Au vu des derniers sondages, le président sortant, donné vainqueur dans une fourchette de 54 à 56,5%, est bien parti pour remporter une seconde élection de suite.

A l’étranger, la victoire du président sortant est espérée car on redoute de voir l’extrême droite prendre les rênes d’une puissance mondiale, membre du conseil de sécurité de l’ONU et dotée de l’arme nucléaire. Les dirigeants allemand, espagnol et portugais ont appelé jeudi à choisir le “candidat démocrate” en France.

Bon nombre de chancelleries, déjà consternées par le score de l’extrême droite au premier tour, sont peu désireuses d’assister à une réplique des séismes populistes du Brexit et de l’élection de Donald Trump aux Etats-Unis.

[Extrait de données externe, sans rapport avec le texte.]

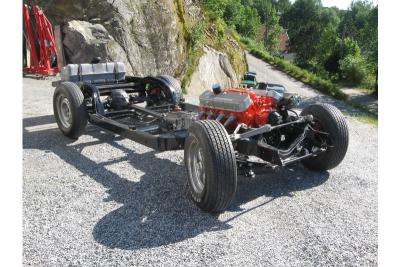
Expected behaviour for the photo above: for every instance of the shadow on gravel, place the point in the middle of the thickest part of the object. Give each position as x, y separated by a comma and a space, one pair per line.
156, 210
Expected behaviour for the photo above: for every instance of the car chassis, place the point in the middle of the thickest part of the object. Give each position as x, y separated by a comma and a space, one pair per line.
165, 125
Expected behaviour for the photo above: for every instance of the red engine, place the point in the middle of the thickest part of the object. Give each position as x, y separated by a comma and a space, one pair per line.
233, 106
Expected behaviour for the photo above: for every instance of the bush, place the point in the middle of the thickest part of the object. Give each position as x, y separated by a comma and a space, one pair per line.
307, 77
354, 69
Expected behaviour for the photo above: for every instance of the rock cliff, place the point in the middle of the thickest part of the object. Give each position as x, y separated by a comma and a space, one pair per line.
150, 36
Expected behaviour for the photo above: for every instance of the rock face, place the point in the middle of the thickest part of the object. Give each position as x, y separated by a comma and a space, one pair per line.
147, 33
214, 67
151, 37
84, 41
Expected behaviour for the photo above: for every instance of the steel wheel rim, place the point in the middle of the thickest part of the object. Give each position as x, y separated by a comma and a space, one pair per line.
197, 176
64, 111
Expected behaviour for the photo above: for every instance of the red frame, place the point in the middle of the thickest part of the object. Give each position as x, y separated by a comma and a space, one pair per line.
44, 32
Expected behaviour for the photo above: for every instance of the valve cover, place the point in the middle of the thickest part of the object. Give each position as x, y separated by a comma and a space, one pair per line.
229, 101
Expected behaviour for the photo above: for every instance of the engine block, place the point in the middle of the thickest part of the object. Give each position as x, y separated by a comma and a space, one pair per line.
234, 106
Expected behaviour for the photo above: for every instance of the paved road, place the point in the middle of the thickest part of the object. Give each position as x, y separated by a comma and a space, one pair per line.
106, 201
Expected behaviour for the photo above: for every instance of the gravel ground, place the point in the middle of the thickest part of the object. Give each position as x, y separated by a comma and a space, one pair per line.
106, 201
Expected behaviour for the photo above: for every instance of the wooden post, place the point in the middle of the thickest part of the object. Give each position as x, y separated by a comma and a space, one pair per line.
59, 45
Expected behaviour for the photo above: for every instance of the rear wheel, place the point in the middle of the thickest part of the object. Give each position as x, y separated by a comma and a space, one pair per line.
211, 166
69, 109
330, 120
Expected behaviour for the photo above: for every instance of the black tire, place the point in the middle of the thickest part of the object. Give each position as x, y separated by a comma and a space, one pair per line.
218, 162
176, 96
328, 119
68, 95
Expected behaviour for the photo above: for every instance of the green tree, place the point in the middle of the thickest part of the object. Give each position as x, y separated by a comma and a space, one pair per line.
274, 31
250, 23
215, 8
303, 21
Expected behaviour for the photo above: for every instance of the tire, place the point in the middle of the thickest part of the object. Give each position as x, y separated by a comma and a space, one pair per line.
328, 119
69, 109
213, 180
170, 81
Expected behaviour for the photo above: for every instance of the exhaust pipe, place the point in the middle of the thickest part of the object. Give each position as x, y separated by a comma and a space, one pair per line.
230, 120
220, 117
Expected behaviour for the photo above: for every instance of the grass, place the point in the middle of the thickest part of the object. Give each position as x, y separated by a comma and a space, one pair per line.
365, 118
322, 85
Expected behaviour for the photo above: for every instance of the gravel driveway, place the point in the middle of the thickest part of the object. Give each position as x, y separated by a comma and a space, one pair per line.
106, 201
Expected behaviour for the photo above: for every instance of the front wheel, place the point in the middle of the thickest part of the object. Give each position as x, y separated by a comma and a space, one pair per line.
210, 165
329, 119
69, 109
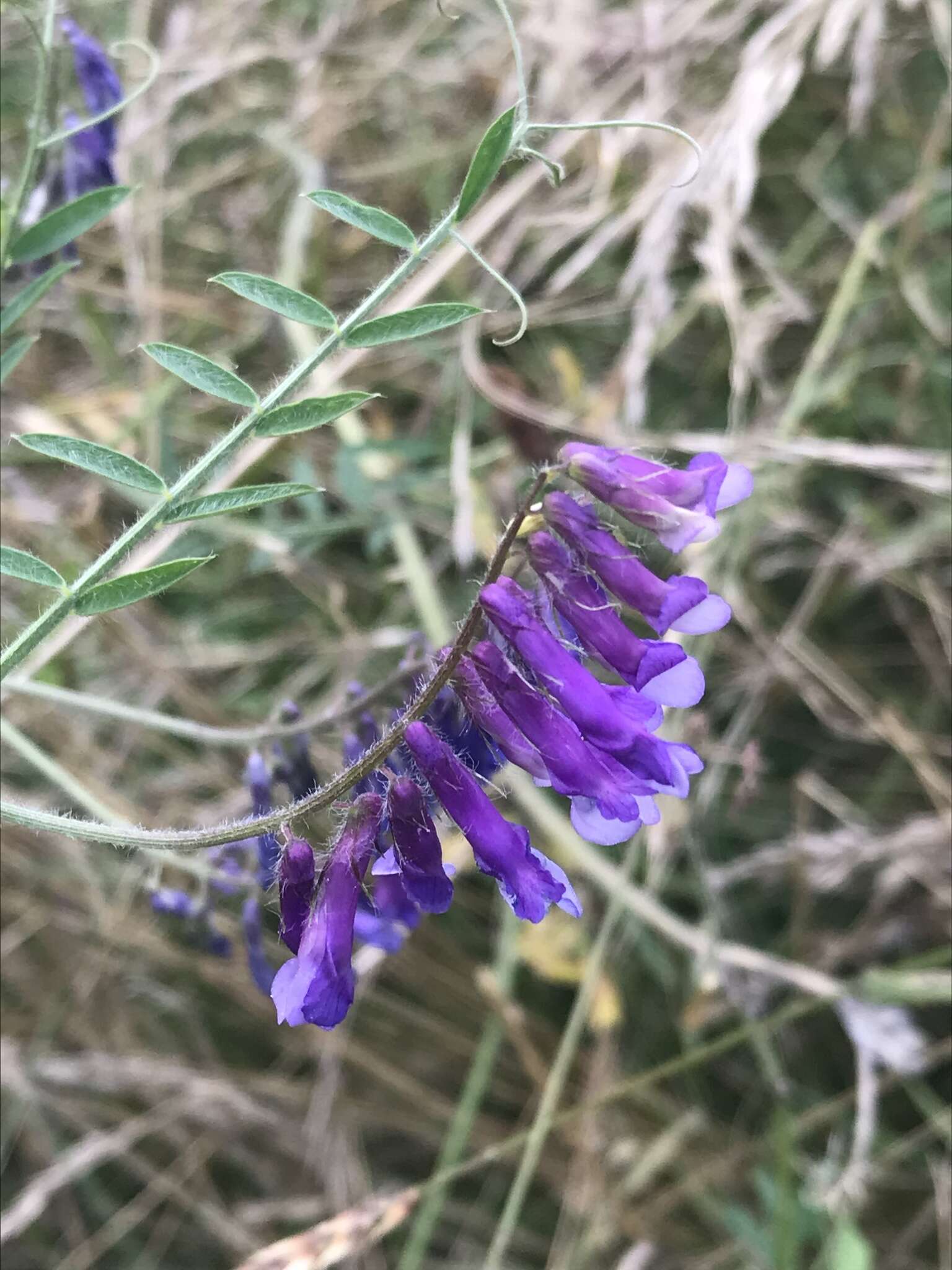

Le 10 avril, plus de 30% des Français ont voté pour un candidat d’extrême droite — Marine Le Pen a recueilli 23,15% des suffrages, l’ancien polémiste Eric Zemmour, 7,07%.

Au soir de son élection en 2017, Emmanuel Macron avait pourtant promis de “tout” faire pour que les électeurs “n’aient plus aucune raison de voter pour les extrêmes”.